In C strings are array of char with a 0 at the end:

char str[1024];
strcpy(str, "hello ");
strcpy(str, "world!");

Behind the scenes str[0] == 'h' (which has an int value), str[1] == 'e', ... str[11] == '!', str[12] == '\0';

A char is simply a number which can contain one of 256 values. Each character has a numeric value.

In C++:

strings are supported in the same way as C but you also have a string type which is part of STL.

string literals are part of static storage and cannot be changed directly unless you want undefined behavior.

It's implementation dependent how the string type actually works behind the scenes, but the string objects themselves are mutable.

In C#:

strings are immutable. Which means you can't directly change a string once it's created. When you do += what happen is a new string gets created and your string now references that new string.

Brian R. Bondy
+1  A: 

The implementation varies between language and compiler of course, but typically for C it's something like the following.

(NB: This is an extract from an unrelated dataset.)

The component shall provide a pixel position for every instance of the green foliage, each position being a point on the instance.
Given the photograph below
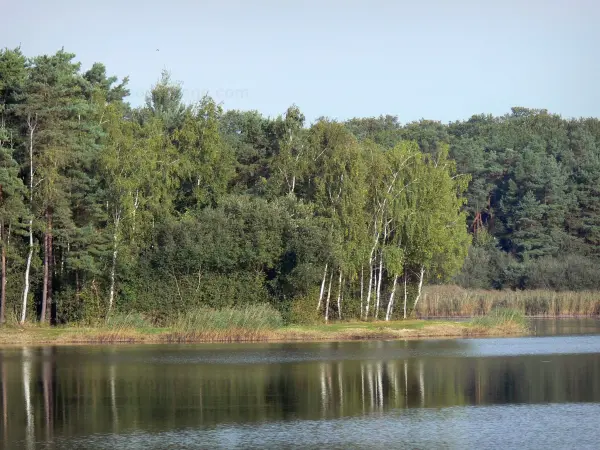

Note that strings are essentially syntactical sugar for char arrays (char[]) in C.

1.

string myString = "foo";
  • Allocate 3 bytes of memory for the array and set the value of the 1st byte to 'f' (its ASCII code rather), the 2nd byte to 'o', the 2rd byte to 'o'.

2.

foo += "bar";
  • Read existing string (char array) from memory pointed to by foo.

  • Allocate 6 bytes of memory, fill the first 3 bytes with the read contents of foo, and the next 3 bytes with b, a, and r.

3.

print(foo)
  • Read the string foo now points to from memory, and print it to the screen.

This is a pretty rough overview, but hopefully should give you the general idea.

Side note: In some languages/compuilers, char != byte - for example, C#, where strings are stored in Unicode format by default, and notably the length of the string is also stored in memory. C++ typically uses null-terminated strings, which solves the problem in another way, though it means determining its length is O(n) rather than O(1).